By Marilyn Ferdinand
I always awaken very early on my first morning in Cannes, just at dawn, and pull on my jeans and a sweater to walk down by the old port for a cup of coffee at the all-night cafe.
OK, so that’s not what I do on my first morning at Cannes. That’s what Roger Ebert does. Good old, Roger. He has so many memories of Cannes. I do not. I’ve never been to that fabled festival. I’ve never met jury member/critic Pauline Kael or Ken Hartford, the film “butcher” who sells movies by the pound. I’ve never gazed on the sands of the Cote d’Azur or met the original Cannes Man, bon vivant Jacques D’Azur. That last name can’t be a coincidence, can it? But then people are constantly reinventing themselves in, at, and through the movies, especially at a circus like Cannes.
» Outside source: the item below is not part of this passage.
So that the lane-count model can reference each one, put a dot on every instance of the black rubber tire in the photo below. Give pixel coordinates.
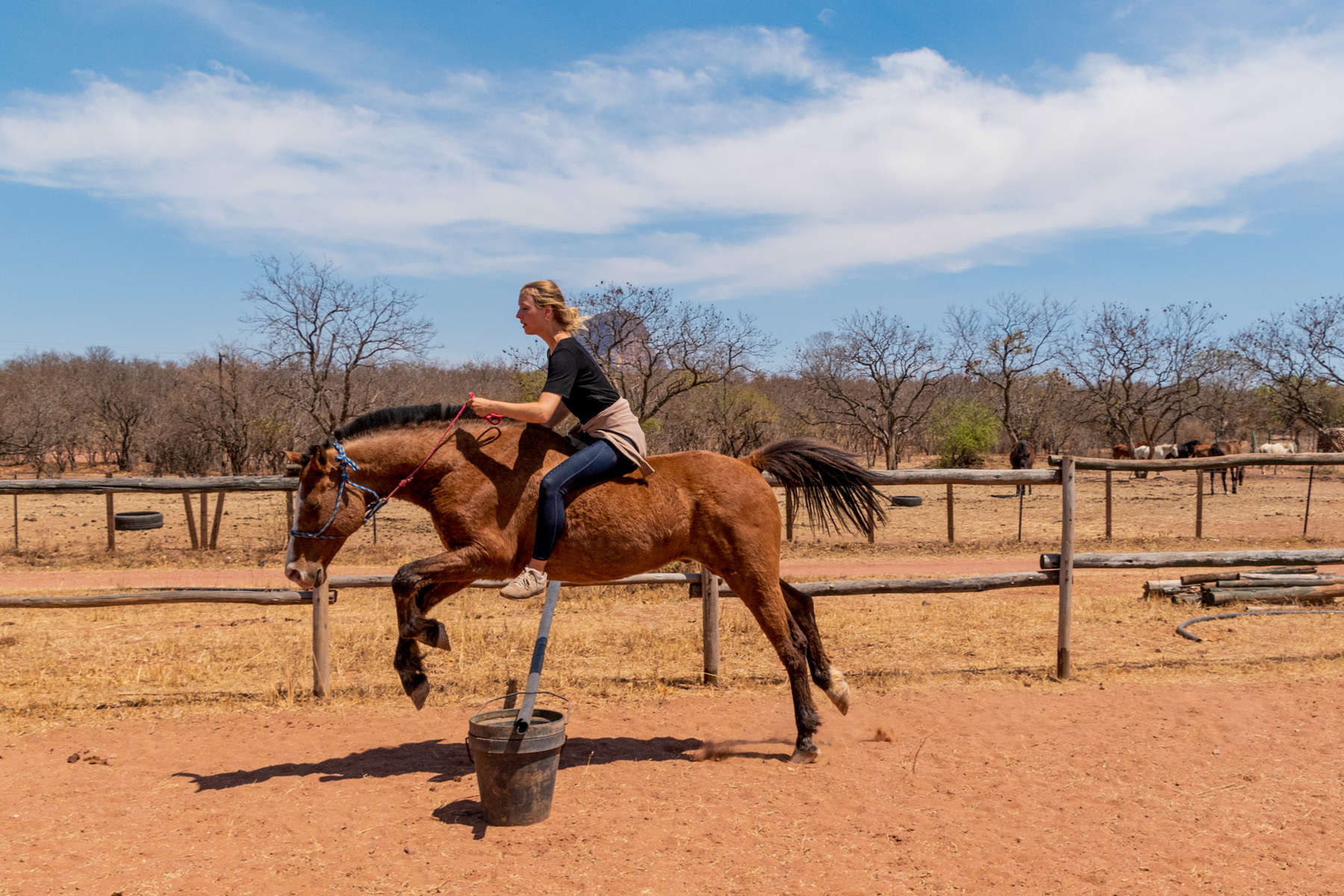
(136, 520)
Since I started covering film festivals four years ago, I’ve learned a bit about the agony and the ecstasy of these ocular orgies. There are never enough hours in the day or enough cans of Red Bull to sustain one over the long haul. The much-touted films often are not nearly as interesting or satisfying as the films one decides to see based on personal interest, unless the two happily coincide. But I have to wonder if all the Cannes hype might not sweep me away from my sensible sleep schedule and misgivings about some of the films over which more experienced observers are frothing their café au lait. Who knows, I might have been tempted to brave Antichrist. It’s so much better to be psychologically tortured in the company of chic French speakers, n’est-ce pas?
Sadly, the festival ain’t what it used to be, or so the old timers say. Cannes is so much bigger, shinier, more corporatized, less devil-may-care, they say. Maybe that’s the reason Tim Burton is heading up the jury—an attempt to put the zany back in the festival. Quite possibly a loose grouping of fan boys will descend on the resort town, perhaps dressed like Johnny Depp in Alice in Wonderland or Sweeney Todd, to outrage and entertain the jaded sophisticates of festivals past.
All I do know for sure is that the Oscars are over, and now it’s on to the next landmark of the cinephile calendar. Soon we’ll know which films will be in competition, and the entire blogosphere will be buzzing with predictions. I’m not one for speculation; I’m all about the experience.